James Miller

 

Wednesday, August 01, 2007

Minorities

 

This post was prompted by a piece from Sathnam Sanghera in The Times. He is one of my favourite writers and is always worth reading.

My father had a practical attitude to race. He’d be 103 if he was alive today.

When the Nigerians and others started to move to Wood Green in North London, he saw them as a market to exploit. After all they needed his printing services just like everyone else. So by treating everybody the same, he got quite a lot of wedding stationery, letterheads and business forms over the years.

I always try and follow his principle.

In some ways something that seems to have disappeared is the celebration of being Indian or African.

For instance in the 1950s, a lot of African women used to wear the colourful tribal dress. They don’t now and I smile when I occasionally see the brilliant colours, as it makes us all feel better. At about the same time my mother had her varicose veins done at Highlands Hospital in Winchmore Hill. The surgeon was a woman and Indian, and she used to do her rounds in a sari. My parents thought it exotic, but not the least bit wrong and the surgeon did a good job.
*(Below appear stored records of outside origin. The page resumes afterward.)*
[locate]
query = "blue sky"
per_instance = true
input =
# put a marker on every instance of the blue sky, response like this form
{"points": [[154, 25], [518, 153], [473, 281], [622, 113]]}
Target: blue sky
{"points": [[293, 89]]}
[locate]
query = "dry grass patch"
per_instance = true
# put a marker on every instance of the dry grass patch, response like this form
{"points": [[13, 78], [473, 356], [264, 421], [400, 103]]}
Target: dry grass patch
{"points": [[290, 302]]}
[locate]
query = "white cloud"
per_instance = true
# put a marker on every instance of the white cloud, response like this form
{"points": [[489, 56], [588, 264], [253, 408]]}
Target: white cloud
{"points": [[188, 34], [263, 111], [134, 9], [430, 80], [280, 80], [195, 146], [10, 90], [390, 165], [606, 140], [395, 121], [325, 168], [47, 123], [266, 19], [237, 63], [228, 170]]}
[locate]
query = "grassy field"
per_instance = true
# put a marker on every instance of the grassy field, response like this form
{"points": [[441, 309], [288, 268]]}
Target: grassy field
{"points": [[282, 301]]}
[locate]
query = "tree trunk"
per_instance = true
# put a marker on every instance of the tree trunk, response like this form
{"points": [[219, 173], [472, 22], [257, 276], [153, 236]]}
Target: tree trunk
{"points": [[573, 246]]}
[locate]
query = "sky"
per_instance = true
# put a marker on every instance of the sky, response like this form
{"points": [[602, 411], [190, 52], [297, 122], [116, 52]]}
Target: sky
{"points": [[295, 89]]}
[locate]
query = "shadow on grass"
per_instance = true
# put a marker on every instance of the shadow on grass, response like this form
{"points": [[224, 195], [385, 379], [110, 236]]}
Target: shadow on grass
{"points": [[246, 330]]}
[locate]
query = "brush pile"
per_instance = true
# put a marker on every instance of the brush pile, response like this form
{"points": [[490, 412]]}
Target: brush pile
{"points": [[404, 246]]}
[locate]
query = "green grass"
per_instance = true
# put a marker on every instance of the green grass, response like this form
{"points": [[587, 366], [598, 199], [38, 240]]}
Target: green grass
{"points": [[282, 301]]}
In fact, it is sad that saris seem to have disappeared from the workplace. I used to work with a thirty-something Indian woman engineer in the early 1970s and she would wear one a few times a month. And especially, if we were all going out to celebrate something. (We did that a lot more often then.) She also told us all about the practicality of the garment and why it had evolved the way it had. Sadly, I’ve forgotten her lessons.

In that office we also had an ex-Indian Air Force squadron leader, who was almost a caricature of Biggles, with a rather large sense of humour.

We need more of the practical and less of the nit-picking.